Montana - ‘Don’t Tread on Me’
» Montana Republicans to the Federal Government: ‘Don’t Tread on Me’ - AWR Hawkins:
Although last year’s midterm elections dealt Democrats a devastating blow at the federal level, what has liberals reeling now are the ramifications of power Republicans accumulated on the state level as well. Just consider their reaction to the union-adjusting policies of the newly elected governors in Ohio and Wisconsin (John Kasich and Scott Walker), and it’s evident that the outcome of November 2010 continues to be more than many Democrats can handle.
Yet the key battleground for a clash between the political status quo, which is always good for Democrats, and an active conservatism, which is always good for liberty, looks like it may take place hundreds of miles away from either Kasich or Walker, in a state that still symbolizes the strength and courage of the Wild West: namely, Montana.
Yes, it’s there that the battleaxe of Tea Party conservatism is crashing down with a boom on liberalism, progressivism, and every other “ism” that threatens to the limit the intrinsic (and inalienable) rights of the citizens in that state.
The Associated Press (AP) recently bemoaned the fact that Republicans emerged from the November 2010 elections with a “supermajority in the Montana House.” Which means they now control both chambers in that state. This also means that words like “nullification,” phrases like “states’ rights,” and theories like Thomas Jefferson’s description of the union of states as a “compact” are not only spoken in the legislative halls, they are shouted from the rooftops. (Jefferson’s view on the nature of the union, best set forth in his “Kentucky Resolutions,” is that states do not look to the federal government for the cause of their existence rather the federal government exists because the states chose to delegate certain powers to it.)
In Montana, they are trying to right the ship by restoring a constitutional balance of powers that constrains the federal government’s habit of infringing on the rights of the people.
What the newly elected Republicans in Montana are saying is that they know their constitutional options, and that those options haven’t been recognized or respected by the federal government for some time now.
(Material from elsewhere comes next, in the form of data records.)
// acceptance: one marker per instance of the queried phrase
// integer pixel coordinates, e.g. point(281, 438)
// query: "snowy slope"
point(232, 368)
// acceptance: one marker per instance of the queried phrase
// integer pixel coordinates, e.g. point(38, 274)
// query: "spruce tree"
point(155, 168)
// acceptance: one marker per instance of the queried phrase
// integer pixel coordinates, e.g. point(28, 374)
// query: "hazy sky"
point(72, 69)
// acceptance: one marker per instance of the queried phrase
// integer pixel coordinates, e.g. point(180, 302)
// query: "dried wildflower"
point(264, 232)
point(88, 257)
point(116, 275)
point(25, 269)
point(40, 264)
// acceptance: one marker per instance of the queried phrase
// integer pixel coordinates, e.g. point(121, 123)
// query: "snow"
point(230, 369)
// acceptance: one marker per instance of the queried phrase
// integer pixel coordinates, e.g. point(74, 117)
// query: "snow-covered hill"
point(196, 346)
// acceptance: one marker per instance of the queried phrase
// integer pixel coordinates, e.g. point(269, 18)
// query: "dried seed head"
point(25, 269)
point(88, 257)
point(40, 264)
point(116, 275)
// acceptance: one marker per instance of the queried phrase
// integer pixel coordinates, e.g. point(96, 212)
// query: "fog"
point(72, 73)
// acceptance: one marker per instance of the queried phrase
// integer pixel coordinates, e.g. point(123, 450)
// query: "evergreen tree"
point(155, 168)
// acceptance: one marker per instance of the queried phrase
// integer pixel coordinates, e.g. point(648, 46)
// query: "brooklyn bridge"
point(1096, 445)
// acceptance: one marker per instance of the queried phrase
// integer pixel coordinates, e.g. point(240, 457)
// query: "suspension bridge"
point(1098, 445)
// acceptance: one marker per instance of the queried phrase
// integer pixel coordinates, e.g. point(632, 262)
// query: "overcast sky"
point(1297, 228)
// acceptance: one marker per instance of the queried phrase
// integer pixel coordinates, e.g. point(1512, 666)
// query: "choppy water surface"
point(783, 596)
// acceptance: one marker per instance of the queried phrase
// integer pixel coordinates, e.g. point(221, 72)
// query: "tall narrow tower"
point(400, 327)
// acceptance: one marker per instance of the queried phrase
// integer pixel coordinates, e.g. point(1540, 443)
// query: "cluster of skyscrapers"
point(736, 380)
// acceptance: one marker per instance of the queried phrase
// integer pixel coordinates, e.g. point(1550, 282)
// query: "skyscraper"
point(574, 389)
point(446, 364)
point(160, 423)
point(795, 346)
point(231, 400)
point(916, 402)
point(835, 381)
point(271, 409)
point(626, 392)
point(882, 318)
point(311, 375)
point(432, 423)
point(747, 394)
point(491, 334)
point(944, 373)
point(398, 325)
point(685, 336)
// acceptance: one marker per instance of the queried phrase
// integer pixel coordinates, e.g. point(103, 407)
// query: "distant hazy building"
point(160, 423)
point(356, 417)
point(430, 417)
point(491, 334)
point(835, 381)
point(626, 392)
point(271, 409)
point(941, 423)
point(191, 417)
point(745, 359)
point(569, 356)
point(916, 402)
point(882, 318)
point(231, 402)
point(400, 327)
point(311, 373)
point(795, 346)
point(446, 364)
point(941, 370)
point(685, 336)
It appears that such options, embodied in the rights “reserved to the States respectively,” are about to be re-asserted one by one, as they re-enter the political lexicon. And what’s bothering the left is the fact that such a re-assertion flips their worldview on its head, because it reserves powers to the people that the federal government cannot control.
I guess you could say Montana is sending a strong message to the federal government, and that message is “Don’t Tread on Me.”